The convertible notes feature an initial conversion rate of 18.1154 shares per $1,000 principal, translating to an initial conversion price of approximately US$55.20 per share. This conversion price represents a 35% premium over Supermicro’s closing stock price of US$40.89 on 23 June.

This issuance follows a previous significant convertible notes offering by Supermicro earlier in the year. In February 2025, the company issued US$700 million in convertible senior notes due 2028, bearing a coupon of 2.25%, alongside amendments to approximately US$1.64 billion of existing notes due 2029, adjusting their coupon from 0% to 3.50% and resetting conversion terms.

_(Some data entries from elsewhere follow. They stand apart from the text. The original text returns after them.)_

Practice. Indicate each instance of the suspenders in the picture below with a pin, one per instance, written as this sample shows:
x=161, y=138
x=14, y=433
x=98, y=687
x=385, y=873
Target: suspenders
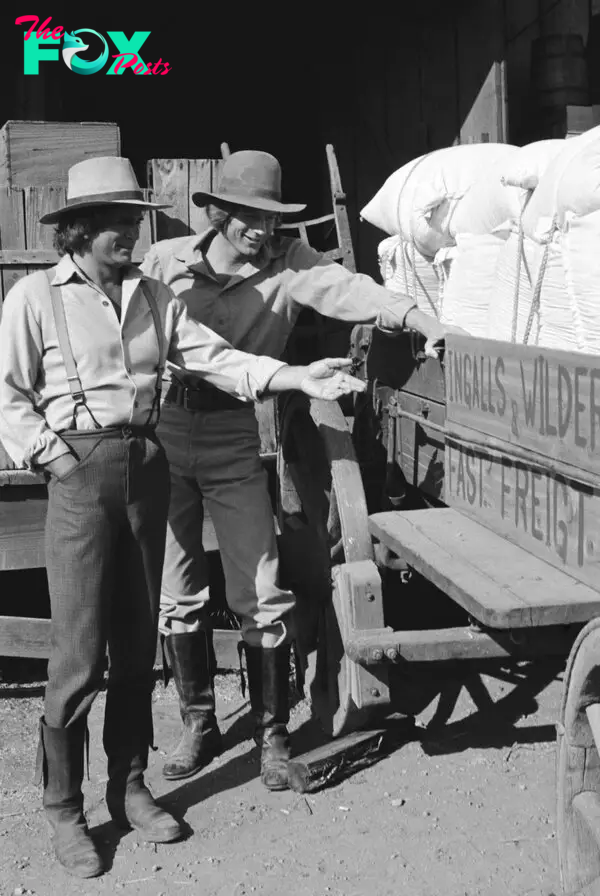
x=64, y=342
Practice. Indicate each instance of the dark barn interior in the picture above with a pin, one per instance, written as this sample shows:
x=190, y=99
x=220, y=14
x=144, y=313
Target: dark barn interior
x=382, y=86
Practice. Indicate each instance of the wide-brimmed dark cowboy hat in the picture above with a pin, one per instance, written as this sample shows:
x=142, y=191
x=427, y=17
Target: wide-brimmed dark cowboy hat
x=253, y=179
x=105, y=180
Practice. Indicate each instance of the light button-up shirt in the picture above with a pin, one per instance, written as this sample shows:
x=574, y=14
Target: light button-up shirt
x=117, y=359
x=255, y=309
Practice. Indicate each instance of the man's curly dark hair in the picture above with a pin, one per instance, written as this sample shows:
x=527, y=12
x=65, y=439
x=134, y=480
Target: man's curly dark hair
x=76, y=229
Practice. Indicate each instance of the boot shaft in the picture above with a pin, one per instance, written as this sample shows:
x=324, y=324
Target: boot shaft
x=268, y=683
x=193, y=665
x=60, y=764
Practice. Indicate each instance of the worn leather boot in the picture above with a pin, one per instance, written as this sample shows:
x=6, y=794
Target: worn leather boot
x=127, y=738
x=268, y=683
x=61, y=761
x=191, y=660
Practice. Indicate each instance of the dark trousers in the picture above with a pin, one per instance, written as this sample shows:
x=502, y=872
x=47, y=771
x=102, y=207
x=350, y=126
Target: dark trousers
x=105, y=538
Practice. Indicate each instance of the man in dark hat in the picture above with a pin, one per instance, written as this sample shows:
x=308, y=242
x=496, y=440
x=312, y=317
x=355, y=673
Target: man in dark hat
x=248, y=287
x=82, y=352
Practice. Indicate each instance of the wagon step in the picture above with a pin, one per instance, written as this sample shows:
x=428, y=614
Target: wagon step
x=462, y=643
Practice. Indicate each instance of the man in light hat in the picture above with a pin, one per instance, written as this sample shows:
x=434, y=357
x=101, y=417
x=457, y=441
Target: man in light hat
x=249, y=287
x=82, y=352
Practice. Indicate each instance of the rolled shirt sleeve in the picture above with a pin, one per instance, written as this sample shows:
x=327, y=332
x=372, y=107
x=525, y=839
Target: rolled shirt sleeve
x=23, y=430
x=194, y=347
x=334, y=291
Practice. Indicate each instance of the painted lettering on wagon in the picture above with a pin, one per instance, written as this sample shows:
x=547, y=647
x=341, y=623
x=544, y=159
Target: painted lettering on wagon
x=521, y=397
x=532, y=400
x=527, y=503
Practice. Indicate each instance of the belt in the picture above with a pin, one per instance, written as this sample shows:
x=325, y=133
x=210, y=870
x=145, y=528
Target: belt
x=126, y=431
x=203, y=399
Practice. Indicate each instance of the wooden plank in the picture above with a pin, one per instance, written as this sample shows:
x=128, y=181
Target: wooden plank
x=145, y=238
x=200, y=178
x=37, y=153
x=38, y=202
x=28, y=637
x=439, y=79
x=329, y=762
x=460, y=643
x=22, y=521
x=216, y=168
x=481, y=80
x=499, y=583
x=12, y=231
x=169, y=181
x=549, y=516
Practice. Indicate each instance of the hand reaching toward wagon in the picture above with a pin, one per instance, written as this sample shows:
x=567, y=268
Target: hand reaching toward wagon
x=327, y=379
x=437, y=337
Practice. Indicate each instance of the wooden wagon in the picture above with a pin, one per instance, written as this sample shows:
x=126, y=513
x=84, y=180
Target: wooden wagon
x=477, y=478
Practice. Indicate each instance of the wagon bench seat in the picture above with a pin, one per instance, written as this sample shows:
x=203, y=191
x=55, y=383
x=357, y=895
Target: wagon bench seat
x=498, y=583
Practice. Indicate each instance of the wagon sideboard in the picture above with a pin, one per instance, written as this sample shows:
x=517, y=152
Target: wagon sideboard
x=522, y=449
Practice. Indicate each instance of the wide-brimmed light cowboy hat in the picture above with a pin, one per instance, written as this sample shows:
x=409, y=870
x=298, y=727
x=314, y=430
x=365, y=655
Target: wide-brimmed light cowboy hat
x=105, y=180
x=253, y=179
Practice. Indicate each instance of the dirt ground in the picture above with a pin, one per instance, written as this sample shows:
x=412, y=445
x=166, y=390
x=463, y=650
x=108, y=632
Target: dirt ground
x=461, y=805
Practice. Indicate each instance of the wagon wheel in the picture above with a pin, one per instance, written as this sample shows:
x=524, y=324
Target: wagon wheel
x=578, y=768
x=324, y=522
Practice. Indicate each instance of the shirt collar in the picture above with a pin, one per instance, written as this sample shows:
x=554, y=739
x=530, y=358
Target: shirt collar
x=67, y=269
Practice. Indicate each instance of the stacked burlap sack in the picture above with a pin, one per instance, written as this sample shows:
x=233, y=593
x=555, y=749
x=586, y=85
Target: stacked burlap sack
x=500, y=240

On the firm’s Q3 2025 earnings call, David Weigand, CFO at Super Micro Computer, said, “CapEx was US$33 million for Q3 resulting in free cash flow of US$594 million for the quarter. During the quarter, we amended the terms of our existing 2029 convertible notes and raised US$700 million in gross proceeds in a new 2028 convertible note from the existing convertible investor group. The proceeds from the new convertible note offering will be used to strengthen our working capital, enable continued investments in R&D and expand global capacity as needed. The closing Q3 balance sheet cash position was US$2.54 billion, while bank and convertible note debt was US$2.49 billion resulting in a net cash position of US$44 million versus a negative net cash position of US$479 million last quarter.”

Supermicro intends to use approximately US$158.4 million of the net proceeds from the current issuance to fund capped call transactions, designed to mitigate potential dilution from note conversions, with a capped call price initially set at $81.78 per share. Additionally, the company will use around US$200 million of the proceeds to repurchase roughly 4.9 million shares of its common stock concurrently with the note offering, aiming further to offset potential dilution. The remaining proceeds will be directed toward general corporate purposes, including working capital and business expansion.

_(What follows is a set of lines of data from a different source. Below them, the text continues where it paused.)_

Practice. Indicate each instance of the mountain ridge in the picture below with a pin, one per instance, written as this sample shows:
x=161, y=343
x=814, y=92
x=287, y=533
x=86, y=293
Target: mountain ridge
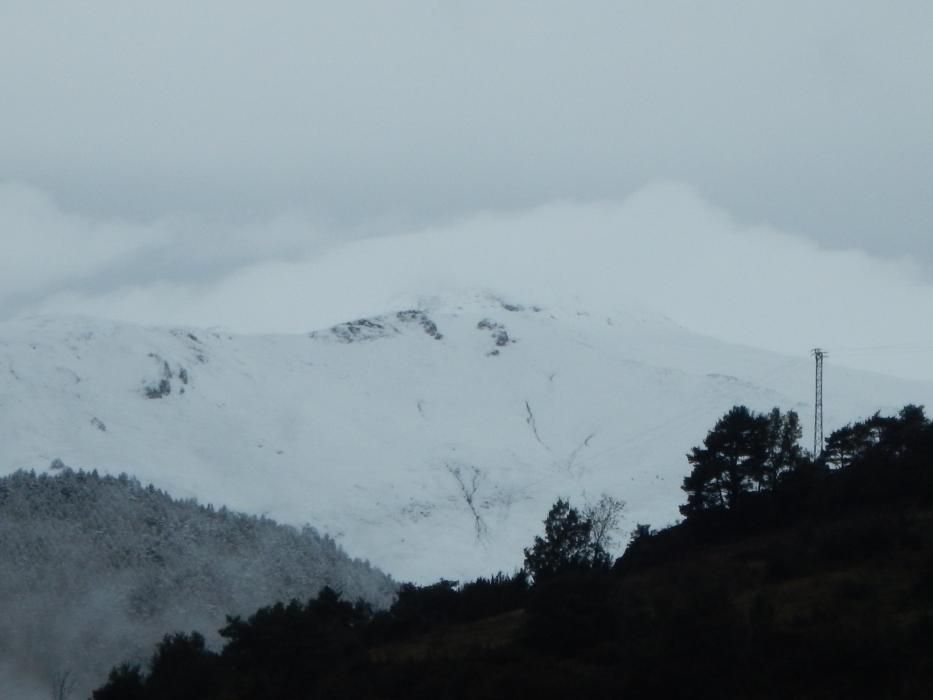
x=428, y=439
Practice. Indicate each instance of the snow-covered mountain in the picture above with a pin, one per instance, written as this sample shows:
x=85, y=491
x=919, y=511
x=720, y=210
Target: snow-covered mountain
x=429, y=440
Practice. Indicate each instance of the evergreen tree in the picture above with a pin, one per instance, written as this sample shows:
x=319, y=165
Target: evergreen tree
x=568, y=544
x=734, y=456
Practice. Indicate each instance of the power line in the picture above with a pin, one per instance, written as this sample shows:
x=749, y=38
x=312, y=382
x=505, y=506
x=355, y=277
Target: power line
x=818, y=354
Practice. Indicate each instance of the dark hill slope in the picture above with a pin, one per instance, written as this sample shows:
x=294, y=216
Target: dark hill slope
x=96, y=568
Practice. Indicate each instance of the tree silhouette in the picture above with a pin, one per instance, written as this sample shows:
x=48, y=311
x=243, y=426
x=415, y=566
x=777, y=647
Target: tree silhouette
x=568, y=544
x=734, y=457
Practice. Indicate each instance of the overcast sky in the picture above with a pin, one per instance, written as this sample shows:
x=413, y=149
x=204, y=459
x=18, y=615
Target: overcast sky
x=161, y=150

The notes mature on June 15, 2030, with optional redemption by Supermicro available starting June 15, 2028, subject to specific trading price conditions. Holders have the right to require the company to repurchase the notes upon certain fundamental changes at par, plus any accrued special interest.

The offering is expected to close on June 26, 2025, pending customary closing conditions and is aiming for 0% coupon, but indicative pricing range was 0% to 0.5%.